But the conservative-backed document, which passed May 20 by a 22-16 party-line vote after hours of partisan jibes, may not have any effect on the annual appropriations process. In separate action, House appropriators began sketching out their proposed fiscal 1999 allotments for education programs last week. Some Democrats on the Budget Committee also said they doubted the budget resolution would pass the full House when it comes up for a vote in early June.

The nonbinding budget resolution made no recommendations for spending on specific education programs and did not include a controversial plan to transform Title I funding into education vouchers for poor students.

Under intense questioning by Democrats on the budget panel, Rep. John R. Kasich, the House Budget Committee chairman, downplayed a draft released earlier in the month in which he had proposed turning the Title I program into a school choice plan, a long-standing GOP idea that then-Secretary of Education William J. Bennett pushed in the 1980s.

"What we believe on this committee and what Republicans believe is that we ought to have more block grants and less strings," Mr. Kasich said, countering Democrats' charges that he sought to abolish Title I, which received $8 billion in funding this year. He added that education programs would likely see some increases under the GOP members' plan.

An Education 'Loser'?

The resolution would allow the federal government to spend up to $61.4 billion in fiscal 1999 in the appropriations category that includes education, training, employment, and social services. The category received a $61.3 billion appropriation in fiscal 1998. Education spending alone was set at $30.7 billion.

Funding for education, training, employment, and social services would rise to $65.6 billion by fiscal 2003. Those figures are slightly lower than in the Senate version, which calls for giving such programs $63 billion in 1999 and $68.4 billion by 2003. ("Budget Plan Approved; Tax-Break Debate Set," April 8, 1998.)
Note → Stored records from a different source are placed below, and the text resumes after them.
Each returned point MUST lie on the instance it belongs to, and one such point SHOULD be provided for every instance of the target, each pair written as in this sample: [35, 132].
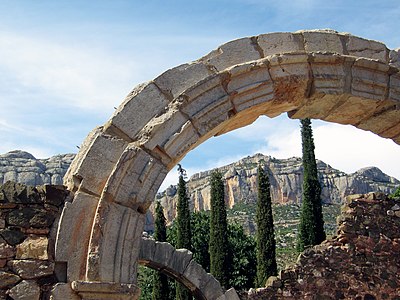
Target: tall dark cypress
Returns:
[311, 228]
[160, 281]
[265, 238]
[184, 234]
[219, 250]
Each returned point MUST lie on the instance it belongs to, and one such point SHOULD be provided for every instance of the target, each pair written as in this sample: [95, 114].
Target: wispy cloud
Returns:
[83, 77]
Last week, the proposed resolution drew sharp criticism from Democrats, who said it was too vague. "I don't think I've ever seen a budget resolution so skeletal," said Rep. John M. Spratt Jr. of South Carolina, the panel's ranking Democrat.
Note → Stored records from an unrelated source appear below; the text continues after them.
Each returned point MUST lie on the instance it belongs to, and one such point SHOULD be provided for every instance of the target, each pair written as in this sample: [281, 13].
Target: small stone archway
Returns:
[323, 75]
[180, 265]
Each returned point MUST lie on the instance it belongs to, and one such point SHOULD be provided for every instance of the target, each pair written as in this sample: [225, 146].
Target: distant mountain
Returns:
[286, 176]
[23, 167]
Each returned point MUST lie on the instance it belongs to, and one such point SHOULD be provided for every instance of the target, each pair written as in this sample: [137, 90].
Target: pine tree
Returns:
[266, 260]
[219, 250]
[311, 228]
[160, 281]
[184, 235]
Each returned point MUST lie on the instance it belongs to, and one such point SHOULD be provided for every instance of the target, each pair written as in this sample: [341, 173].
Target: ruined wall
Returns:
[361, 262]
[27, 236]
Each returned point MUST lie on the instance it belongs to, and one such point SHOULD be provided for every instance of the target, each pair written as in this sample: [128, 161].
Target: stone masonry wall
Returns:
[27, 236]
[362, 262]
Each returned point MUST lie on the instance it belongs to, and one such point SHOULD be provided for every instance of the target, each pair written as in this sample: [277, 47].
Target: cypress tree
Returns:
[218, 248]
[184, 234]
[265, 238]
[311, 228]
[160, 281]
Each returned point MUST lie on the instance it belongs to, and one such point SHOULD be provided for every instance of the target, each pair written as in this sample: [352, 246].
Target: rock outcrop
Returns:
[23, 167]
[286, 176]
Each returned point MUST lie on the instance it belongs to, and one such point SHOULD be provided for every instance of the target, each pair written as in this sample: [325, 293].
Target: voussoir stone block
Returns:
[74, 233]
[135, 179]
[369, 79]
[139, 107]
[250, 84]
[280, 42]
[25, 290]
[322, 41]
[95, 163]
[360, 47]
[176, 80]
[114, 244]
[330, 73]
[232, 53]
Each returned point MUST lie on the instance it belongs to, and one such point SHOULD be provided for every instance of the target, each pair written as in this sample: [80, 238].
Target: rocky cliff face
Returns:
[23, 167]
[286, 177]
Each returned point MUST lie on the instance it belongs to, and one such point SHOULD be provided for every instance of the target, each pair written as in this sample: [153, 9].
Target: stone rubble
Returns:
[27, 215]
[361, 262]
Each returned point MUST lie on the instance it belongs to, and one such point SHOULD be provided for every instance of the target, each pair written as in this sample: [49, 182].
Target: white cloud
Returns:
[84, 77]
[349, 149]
The private Committee for Education Funding estimates that the budget plan, if followed, would cut $13 billion from education programs over the next five years, when inflation and enrollment increases are taken into account.

"The House budget resolution is a loser for education," said Edward R. Kealy, the executive director for the CEF, a Washington-based coalition of education groups that lobbies for school funding. But he doubted the nonbinding resolution would have much, if any, impact on the appropriations process, given its late arrival.

The committee also rejected amendments offered by Democrats to restore funding for White House proposals for school construction and repairs, hire 100,000 new teachers, and reject any proposals to turn Title I into vouchers. It did, however, accept an amendment to encourage more funding for special education.

"We have a different vision" from that of the Clinton administration, Mr. Kasich said of his party. "We believe the federal government ought to be less important, while the family and individuals ought to be more important."

Secretary of Education Richard W. Riley charged that the budget document was "anti-education and would not serve the interests of students and their families."

The House will likely vote on the budget resolution when it returns from its Memorial Day recess next month. Senate appropriators will begin writing a spending bill in coming weeks.